Qui veut de la bibliothèque Saint-Sulpice, un haut lieu patrimonial situé en plein coeur du Quartier latin de Montréal? Personne au gouvernement, selon ce qu'a appris La Presse. Aucun ministère ni aucune société d'État n'auraient signalé un intérêt pour acquérir ou occuper le site, vacant depuis 10 ans.

Dans les coulisses, le ministère de la Culture, qui a racheté en 2007 le lieu inscrit au registre du patrimoine, aurait sondé le terrain depuis des mois, en vain. L'automne dernier, la ministre Hélène David a finalement promis de lancer un appel d'offres de projets, mais les idées qu'elle a spontanément reçues étaient toutes «très onéreuses et ne comportaient aucun plan financier viable», explique-t-on à son cabinet.

C'est pourquoi elle a finalement choisi de mettre l'endroit en vente, samedi dernier. «Nous essayons de trouver un acheteur qui aura un projet intéressant et intelligent», a-t-elle dit, sans toutefois s'engager formellement à ce que la bibliothèque conserve une vocation culturelle.

«Nous prenons l'engagement que ce n'est pas n'importe quoi qui sera là-dedans. L'édifice ne sera pas non plus transformé en condos, c'est impossible», a-t-elle ajouté, précisant que tant la coquille extérieure que l'intérieur - y compris le mobilier - sont protégées par la loi.

Les critiques fusent

Depuis que La Presse a révélé vendredi que le lot «ayant une superficie de 3150 m2, avec une bâtisse dessus construite» mis en vente par le gouvernement du Québec est la bibliothèque Saint-Sulpice, les réactions sont nombreuses. Plusieurs ont dénoncé que cette vente n'ait pas été annoncée explicitement par le ministère de la Culture.

«Le gouvernement se dit champion de la transparence. Or, on tente de vendre en catimini une institution culturelle historique, sans soulever l'enjeu dans la sphère publique. C'est inacceptable», a déclaré la porte-parole de l'opposition officielle en matière de Culture, Véronique Hivon.

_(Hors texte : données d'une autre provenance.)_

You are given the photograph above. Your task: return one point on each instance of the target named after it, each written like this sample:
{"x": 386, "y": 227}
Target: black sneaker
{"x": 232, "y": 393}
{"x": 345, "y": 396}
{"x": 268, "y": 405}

Selon la députée péquiste, «le ministère de la Culture doit renoncer à sa mise en vente. Ça peut prendre du temps encore, avant de trouver un projet porteur, mais il faut se donner le temps».

Une honte

À la Société de développement du Quartier latin, on semble soulagé que l'édifice soit enfin pris en charge. «Pour l'instant, c'est presque une honte», a expliqué Philip O'Dwyer, directeur général de la SDC.

«Si la bibliothèque Saint-Sulpice était un de mes marchands, elle serait la pire sur la rue! L'entretien ne se fait plus. L'endroit est parsemé de graffitis et est occupé par des squeegees», a-t-il dit.

Épuisé, l'organisme a même proposé au ministère de la Culture d'agir à titre de concierge, a-t-on expliqué à La Presse. Le gouvernement n'a finalement jamais retenu son offre.

De son côté, le directeur des politiques d'Héritage Montréal, Dinu Bumbaru, est furieux. Il réclame que le gouvernement suspende la vente de la bibliothèque Saint-Sulpice et que la ministre Hélène David, de pair avec le maire de Montréal, Denis Coderre, mette sur pied un comité stratégique pour trouver une nouvelle vocation au site.